As-Is Sale: Often used in the case of foreclosures or short sales to warn the buyer that no repairs will be made during the inspection period, or that the seller has never lived in the home and has no personal knowledge of the home’s condition. In actuality, the term has no legal meaning. It does not absolve the seller of legally required disclosures. The term “As-Is” does not necessarily mean that the home is in poor repair. However, the value of a professional inspection is paramount.

HUD Home: Homes that have been acquired by HUD after foreclosure on an FHA insured mortgage.

HUD: US Department of Housing and Urban Development. FHA: Federal Housing Administration. FHA insures loans for low-to-moderate income buyers and others who may otherwise be unable to qualify for conventional financing. Mortgage insurance is included in monthly payments until the home’s value exceeds 78% of the loan amount, at which time the buyer may request to have it removed.

Submission Bid Deadline: When a new HUD home comes on the market, the first two weeks are generally set aside as “exclusive” available for bids from owner occupant buyers.

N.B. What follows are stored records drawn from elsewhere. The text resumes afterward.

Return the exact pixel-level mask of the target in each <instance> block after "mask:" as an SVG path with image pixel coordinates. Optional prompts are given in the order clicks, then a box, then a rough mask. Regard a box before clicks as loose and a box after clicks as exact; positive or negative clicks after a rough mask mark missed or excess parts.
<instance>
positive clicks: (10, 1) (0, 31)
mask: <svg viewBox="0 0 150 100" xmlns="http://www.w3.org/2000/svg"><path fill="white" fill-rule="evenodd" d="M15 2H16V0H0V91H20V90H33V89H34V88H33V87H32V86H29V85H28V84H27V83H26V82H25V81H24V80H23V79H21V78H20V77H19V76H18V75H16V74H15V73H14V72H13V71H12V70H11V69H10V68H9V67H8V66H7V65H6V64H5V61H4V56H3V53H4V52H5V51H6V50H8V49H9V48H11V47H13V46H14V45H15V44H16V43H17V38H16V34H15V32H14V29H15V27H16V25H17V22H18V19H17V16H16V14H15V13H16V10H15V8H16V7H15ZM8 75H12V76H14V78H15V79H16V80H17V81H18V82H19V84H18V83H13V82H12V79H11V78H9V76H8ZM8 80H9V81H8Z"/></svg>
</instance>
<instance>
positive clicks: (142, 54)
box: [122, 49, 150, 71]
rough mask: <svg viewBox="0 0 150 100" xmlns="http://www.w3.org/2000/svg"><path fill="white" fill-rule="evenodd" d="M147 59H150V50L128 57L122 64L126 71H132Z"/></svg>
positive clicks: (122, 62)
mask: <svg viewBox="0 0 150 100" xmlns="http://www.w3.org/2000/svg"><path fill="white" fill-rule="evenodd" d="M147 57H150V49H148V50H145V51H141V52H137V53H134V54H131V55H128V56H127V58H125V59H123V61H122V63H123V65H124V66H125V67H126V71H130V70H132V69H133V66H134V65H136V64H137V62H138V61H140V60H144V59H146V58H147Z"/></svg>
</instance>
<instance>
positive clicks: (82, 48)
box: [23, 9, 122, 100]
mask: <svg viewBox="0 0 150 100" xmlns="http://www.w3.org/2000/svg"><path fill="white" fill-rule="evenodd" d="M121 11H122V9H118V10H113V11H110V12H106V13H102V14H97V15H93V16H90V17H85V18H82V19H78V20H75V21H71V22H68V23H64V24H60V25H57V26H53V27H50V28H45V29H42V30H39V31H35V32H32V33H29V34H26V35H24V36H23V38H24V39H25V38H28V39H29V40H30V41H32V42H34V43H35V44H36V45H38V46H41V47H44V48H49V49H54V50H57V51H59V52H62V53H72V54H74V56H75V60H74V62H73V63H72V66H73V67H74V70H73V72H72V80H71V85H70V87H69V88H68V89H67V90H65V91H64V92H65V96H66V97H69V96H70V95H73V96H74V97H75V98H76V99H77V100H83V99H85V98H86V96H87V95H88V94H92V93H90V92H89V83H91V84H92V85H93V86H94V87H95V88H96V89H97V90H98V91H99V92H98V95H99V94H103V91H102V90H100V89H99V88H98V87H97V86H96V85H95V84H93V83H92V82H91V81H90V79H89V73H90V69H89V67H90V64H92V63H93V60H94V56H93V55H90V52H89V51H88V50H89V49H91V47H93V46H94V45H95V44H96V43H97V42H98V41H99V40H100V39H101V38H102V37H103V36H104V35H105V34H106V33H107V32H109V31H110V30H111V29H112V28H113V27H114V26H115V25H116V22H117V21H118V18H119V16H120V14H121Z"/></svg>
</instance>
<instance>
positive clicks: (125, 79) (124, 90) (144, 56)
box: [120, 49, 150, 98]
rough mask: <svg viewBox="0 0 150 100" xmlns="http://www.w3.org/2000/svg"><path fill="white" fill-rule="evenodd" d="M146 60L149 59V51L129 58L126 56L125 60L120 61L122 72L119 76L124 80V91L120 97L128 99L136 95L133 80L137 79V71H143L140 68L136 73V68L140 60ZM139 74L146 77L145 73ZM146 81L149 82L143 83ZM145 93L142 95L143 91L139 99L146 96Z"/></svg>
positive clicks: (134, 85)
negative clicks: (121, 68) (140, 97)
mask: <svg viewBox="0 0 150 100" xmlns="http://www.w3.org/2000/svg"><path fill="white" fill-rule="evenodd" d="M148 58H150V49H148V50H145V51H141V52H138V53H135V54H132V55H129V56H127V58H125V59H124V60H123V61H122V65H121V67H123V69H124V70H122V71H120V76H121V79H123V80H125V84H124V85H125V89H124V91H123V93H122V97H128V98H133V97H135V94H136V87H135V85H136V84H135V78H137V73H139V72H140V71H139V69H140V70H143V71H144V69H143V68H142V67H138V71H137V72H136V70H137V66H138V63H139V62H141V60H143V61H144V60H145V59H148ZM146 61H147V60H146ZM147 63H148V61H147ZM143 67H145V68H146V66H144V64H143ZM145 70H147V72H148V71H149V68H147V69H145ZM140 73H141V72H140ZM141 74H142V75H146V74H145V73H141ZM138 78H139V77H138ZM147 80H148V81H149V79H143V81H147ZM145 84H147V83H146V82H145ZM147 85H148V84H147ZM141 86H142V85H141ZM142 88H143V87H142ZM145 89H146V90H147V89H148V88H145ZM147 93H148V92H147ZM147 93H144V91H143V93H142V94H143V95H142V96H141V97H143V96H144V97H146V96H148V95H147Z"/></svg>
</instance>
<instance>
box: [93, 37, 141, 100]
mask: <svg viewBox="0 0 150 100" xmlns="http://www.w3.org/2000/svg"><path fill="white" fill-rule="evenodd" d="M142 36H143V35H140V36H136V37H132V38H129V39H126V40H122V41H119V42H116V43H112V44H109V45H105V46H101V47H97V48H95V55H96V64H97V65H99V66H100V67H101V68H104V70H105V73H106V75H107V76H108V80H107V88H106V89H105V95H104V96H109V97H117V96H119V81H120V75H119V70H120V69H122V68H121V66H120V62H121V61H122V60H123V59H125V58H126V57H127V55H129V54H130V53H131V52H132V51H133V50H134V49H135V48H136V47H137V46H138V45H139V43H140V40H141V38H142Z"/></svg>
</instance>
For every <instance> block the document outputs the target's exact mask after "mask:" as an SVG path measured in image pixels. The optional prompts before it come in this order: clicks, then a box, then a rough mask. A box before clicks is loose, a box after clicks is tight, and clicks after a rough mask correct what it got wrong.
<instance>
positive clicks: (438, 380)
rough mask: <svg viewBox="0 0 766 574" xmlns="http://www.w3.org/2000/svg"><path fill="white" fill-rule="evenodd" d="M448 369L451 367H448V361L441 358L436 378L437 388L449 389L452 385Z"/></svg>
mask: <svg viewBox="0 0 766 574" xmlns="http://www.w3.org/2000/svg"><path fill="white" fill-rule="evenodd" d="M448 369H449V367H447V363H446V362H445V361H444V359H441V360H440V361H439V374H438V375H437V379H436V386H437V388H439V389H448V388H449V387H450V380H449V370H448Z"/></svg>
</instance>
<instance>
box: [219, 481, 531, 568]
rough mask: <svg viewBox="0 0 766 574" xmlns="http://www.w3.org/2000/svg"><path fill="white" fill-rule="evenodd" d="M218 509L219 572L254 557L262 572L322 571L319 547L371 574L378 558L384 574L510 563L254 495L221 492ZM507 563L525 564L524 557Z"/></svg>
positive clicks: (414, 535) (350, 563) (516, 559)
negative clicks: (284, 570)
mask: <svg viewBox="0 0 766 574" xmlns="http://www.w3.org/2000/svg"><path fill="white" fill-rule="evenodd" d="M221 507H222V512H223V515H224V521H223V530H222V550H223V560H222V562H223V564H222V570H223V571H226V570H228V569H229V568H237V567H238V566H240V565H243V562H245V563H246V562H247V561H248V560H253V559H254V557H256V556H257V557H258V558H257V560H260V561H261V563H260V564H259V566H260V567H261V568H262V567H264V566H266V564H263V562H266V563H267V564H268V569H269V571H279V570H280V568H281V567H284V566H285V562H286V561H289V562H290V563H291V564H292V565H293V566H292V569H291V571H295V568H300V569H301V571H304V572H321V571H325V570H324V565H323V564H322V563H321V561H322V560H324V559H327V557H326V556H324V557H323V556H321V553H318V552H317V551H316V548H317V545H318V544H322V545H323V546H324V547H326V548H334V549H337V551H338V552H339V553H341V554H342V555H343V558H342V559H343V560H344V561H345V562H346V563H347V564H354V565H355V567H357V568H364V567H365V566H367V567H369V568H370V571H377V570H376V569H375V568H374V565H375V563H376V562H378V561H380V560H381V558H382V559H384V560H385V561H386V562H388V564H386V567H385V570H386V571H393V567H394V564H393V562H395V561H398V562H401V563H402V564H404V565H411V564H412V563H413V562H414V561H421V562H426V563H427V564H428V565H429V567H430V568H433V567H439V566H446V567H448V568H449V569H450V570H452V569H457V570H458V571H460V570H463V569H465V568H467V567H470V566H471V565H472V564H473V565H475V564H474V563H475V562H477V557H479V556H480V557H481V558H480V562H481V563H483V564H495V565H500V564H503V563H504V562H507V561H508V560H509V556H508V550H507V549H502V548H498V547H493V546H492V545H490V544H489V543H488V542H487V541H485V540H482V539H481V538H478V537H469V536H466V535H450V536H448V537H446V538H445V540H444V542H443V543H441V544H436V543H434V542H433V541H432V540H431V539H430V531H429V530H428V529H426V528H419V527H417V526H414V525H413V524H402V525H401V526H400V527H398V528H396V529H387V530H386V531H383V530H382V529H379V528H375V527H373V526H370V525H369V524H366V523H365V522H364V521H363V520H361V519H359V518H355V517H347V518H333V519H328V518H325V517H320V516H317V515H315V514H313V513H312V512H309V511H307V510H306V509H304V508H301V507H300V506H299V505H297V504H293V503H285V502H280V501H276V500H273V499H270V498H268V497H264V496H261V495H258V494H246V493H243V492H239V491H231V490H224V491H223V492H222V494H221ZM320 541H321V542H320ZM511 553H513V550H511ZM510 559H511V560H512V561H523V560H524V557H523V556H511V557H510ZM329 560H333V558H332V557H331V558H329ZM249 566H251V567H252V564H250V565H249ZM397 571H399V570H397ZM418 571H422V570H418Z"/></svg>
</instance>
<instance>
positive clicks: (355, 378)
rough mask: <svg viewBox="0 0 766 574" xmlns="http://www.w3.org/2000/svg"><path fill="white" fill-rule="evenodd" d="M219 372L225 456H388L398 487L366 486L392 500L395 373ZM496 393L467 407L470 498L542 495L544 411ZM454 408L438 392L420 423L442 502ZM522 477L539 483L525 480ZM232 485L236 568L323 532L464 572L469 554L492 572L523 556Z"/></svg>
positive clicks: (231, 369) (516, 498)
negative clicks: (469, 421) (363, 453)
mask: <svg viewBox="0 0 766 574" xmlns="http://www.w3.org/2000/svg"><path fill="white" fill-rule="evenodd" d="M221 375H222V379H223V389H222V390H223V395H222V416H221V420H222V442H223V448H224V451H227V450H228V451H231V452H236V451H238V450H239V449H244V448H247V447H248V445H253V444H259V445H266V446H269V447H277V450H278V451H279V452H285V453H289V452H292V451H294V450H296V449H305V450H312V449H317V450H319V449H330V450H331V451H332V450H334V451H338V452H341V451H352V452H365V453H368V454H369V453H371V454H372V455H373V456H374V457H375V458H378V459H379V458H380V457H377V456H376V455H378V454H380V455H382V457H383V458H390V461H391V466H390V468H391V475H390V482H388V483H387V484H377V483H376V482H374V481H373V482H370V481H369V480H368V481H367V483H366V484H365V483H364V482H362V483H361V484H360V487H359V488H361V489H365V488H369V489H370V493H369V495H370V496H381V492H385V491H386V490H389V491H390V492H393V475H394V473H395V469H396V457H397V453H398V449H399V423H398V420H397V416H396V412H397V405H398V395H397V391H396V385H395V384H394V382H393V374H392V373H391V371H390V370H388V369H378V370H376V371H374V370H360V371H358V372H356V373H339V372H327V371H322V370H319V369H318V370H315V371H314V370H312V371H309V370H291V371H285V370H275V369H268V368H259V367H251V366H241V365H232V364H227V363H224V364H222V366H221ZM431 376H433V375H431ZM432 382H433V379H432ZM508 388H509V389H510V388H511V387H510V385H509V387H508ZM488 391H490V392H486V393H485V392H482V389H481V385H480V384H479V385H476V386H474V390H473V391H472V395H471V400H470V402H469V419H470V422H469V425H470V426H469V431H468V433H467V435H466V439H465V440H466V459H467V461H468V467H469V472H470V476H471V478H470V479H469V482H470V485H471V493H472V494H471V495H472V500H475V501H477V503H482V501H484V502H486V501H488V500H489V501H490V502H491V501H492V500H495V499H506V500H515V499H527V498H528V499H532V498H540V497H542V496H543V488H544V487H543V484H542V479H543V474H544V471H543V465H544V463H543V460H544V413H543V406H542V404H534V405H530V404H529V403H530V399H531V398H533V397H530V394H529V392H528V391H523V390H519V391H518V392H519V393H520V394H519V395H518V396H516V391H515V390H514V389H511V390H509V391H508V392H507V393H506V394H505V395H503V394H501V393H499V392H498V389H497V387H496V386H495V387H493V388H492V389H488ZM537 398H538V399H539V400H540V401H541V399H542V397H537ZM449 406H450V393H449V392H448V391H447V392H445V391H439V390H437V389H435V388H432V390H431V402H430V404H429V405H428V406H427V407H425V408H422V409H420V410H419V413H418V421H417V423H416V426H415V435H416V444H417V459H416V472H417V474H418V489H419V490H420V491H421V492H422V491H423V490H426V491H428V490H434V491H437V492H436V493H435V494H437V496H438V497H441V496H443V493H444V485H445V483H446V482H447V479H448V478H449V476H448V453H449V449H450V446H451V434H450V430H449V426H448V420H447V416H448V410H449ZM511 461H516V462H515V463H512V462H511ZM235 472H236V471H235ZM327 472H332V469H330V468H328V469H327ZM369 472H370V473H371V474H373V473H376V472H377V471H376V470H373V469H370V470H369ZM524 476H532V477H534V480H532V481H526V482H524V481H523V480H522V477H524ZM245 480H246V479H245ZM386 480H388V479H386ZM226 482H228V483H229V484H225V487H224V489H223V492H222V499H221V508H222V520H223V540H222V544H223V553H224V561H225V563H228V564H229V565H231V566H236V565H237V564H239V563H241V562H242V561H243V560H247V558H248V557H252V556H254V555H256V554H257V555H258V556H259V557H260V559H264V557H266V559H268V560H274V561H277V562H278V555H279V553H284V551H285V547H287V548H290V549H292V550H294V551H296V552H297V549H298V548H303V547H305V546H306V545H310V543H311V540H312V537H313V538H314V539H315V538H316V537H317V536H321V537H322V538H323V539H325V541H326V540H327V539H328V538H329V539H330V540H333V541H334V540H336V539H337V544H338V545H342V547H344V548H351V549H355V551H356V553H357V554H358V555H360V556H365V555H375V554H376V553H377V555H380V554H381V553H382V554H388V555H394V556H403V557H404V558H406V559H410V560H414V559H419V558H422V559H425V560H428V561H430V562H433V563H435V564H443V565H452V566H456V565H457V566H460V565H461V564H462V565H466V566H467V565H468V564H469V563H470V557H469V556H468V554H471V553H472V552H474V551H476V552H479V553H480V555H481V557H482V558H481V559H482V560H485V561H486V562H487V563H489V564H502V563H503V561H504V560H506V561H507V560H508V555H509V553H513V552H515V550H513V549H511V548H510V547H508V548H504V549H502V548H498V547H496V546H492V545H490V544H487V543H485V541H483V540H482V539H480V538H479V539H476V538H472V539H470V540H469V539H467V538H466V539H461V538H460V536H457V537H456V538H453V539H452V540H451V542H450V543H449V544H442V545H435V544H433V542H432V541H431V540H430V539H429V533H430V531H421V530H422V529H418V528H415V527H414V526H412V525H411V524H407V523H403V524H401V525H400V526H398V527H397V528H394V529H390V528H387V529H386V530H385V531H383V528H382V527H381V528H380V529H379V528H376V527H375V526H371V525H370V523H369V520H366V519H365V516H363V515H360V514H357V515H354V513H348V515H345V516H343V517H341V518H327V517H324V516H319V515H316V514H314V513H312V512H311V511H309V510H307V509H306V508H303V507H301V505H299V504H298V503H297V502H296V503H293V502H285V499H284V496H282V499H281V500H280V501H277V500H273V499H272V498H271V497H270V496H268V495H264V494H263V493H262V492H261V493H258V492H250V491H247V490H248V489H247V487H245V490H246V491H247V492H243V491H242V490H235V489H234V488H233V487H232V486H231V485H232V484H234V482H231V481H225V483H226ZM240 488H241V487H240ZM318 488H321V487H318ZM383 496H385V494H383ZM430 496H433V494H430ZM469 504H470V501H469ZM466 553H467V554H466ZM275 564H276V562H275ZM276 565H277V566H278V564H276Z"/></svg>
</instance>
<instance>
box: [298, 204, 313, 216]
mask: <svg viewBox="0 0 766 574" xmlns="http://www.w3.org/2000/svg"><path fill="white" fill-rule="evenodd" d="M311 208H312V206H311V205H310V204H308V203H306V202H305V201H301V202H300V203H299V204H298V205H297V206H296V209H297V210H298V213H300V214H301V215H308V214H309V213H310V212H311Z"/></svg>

An initial bed deadline is set, after which all offers will be reviewed. If no acceptable bids are received, the bidding continues on a daily basis until an acceptable bid has been received.

FHA Insured Escrow (IE) with $xxx.xx in repairs: When looking at HUD homes, you will see this terminology a lot. Homes that revert to HUD ownership are inspected by an FHA approved appraiser, and an as-is value is set. If no obvious repairs are necessary, the home is deemed (IN) or insurable for FHA 203b financing. When repairs under $5,000 are necessary to meet FHA lending guidelines, the needed repairs will be specified in this way. Repairs are to be completed after closing, using money set aside for this purpose. If the actual repairs cost less than estimated, any additional funds left in escrow will be applied to the mortgage principal. Note that the seller does not contribute funds to this escrow account, it is part of the buyer’s loan. If FHA financing is not used, the repair escrow does not apply.

203K Eligible: When buying a home needing more than $5,000 in repairs, it may qualify for FHA 203(k) Rehab loan program. The borrower can get just one mortgage loan, at a long-term fixed (or adjustable) rate, to finance both the acquisition and the rehabilitation of the property. To provide funds for the rehabilitation, the mortgage amount is based on the projected value of the property with the work completed, taking into account the cost of the work. Talk to an FHA approved lender for more details.

HUD homes are listed in the local MLS, however all offers must be submitted through hudhomestore.com by a real estate broker registered with HUD.